While it is clearly impossible to cover every DAX challenge that you will face when developing paginated reports based on a Power BI dataset, there are some limitations that you need to be aware of – particularly before promising your clients or bosses a failsafe reporting solution.

Large dataset output

It is fair to say, at risk of extreme generalisation, that Power BI and DAX are designed to aggregate and resume data rather than deliver large amounts of list-based data to users. Consequently, you need to be aware that very wide and deep paginated reports could simply overload the Power BI service and cause timeouts.

Clearly, the definitions of what defines a “wide and deep” report are open to discussion. Equally, much will depend on the resource level that you have chosen and the stress placed on the Power BI Premium service by multiple simultaneous user requests (for dashboards and paginated reports), as well as any system configuration tweaks that you have carried out.

Nonetheless, there are limits on the amount of data that can be returned using paginated reports in Power BI, and it is important not to attempt to use an SSRS-like approach to use the Power BI service as a data export and delivery vehicle.

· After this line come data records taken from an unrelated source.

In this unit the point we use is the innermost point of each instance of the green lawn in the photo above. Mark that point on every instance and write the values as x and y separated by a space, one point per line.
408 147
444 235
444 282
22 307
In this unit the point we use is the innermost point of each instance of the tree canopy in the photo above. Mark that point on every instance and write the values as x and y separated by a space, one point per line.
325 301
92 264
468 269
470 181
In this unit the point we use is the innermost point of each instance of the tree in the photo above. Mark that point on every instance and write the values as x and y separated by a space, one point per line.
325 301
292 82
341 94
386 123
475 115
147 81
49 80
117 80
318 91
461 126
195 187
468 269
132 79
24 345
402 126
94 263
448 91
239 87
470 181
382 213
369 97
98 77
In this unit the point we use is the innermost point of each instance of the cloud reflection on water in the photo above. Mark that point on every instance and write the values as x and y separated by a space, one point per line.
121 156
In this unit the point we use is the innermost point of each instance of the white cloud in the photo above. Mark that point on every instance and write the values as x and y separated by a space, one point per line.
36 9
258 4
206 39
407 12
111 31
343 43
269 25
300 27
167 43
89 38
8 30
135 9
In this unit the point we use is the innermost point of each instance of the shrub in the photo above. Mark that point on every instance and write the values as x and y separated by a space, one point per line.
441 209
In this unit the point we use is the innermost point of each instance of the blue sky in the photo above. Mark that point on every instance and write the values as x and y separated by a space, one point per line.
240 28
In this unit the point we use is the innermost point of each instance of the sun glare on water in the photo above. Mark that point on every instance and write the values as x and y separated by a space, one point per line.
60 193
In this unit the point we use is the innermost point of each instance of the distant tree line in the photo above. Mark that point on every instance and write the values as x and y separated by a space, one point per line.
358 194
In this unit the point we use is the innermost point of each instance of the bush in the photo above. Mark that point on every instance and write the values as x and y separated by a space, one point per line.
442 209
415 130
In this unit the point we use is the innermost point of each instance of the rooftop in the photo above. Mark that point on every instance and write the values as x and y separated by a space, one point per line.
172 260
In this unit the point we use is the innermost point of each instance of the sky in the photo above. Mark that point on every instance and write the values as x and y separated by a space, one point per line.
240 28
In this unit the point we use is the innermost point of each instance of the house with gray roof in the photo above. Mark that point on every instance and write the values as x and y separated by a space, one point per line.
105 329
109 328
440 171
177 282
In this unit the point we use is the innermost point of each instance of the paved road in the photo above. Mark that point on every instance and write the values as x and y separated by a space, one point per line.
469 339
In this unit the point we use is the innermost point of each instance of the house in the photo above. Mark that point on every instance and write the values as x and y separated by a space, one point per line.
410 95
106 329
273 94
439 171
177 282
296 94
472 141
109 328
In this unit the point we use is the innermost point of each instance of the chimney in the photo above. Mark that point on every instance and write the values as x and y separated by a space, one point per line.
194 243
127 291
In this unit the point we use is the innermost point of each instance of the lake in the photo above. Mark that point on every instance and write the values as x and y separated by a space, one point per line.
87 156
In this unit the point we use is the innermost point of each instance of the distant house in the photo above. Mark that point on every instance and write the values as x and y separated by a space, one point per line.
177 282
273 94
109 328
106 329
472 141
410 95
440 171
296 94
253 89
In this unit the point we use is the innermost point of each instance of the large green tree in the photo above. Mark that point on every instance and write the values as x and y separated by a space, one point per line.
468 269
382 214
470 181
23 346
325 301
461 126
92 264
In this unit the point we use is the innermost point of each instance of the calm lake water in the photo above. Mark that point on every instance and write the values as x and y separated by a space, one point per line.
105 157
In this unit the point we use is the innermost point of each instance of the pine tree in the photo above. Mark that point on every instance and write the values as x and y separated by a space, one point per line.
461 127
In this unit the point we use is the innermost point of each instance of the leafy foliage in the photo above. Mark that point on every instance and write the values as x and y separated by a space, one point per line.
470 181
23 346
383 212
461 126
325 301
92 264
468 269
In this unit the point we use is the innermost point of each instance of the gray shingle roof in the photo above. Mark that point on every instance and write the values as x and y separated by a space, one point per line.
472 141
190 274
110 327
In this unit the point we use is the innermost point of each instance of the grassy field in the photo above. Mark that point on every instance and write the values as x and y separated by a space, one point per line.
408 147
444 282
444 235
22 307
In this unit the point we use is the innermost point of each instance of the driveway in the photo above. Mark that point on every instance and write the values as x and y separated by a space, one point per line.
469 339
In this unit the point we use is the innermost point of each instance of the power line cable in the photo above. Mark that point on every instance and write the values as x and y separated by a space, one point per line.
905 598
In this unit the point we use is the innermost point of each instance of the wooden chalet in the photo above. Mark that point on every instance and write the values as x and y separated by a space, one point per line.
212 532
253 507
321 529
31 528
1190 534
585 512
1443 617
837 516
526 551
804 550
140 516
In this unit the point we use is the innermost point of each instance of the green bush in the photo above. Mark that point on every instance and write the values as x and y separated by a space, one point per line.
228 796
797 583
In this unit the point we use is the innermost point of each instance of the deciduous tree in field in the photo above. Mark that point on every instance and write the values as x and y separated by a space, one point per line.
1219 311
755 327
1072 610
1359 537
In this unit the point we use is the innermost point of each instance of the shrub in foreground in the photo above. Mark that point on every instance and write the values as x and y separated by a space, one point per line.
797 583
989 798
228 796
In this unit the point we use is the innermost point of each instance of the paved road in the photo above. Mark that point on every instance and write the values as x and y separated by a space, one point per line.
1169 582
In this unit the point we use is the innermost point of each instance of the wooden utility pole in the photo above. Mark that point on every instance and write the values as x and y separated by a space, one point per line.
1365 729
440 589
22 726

Large parameter list input

The paginated report interface does have its limits as far as the number of elements that can be selected from a multi-value parameter list. While no one seems to know the exact value, it’s obvious when it has been reached because a report stops functioning correctly. This is something else that has to be lived within paginated reports. The only real solutions are to apply interface tweaks such as having a hierarchy of parameters where selecting one parameter restricts the selection in a second parameter – and so on. This equates to the Power BI dashboard technique of using hierarchical slicers.


In this article – along with the previous articles – you have learned the core approaches needed to use DAX effectively to query Power BI datasets for paginated reports. You can now deliver these reports either as stand-alone elements accessed from Power BI workspaces (or, better still, from the Power BI App) or embedded in Power BI dashboards using the paginated report visual.

You now have, in a single platform, a wide-ranging series of options to deliver the data that your users require both as dashboards and as list-style reports. Moreover, all the varied output styles can be created from a single source of data – a Power BI data model.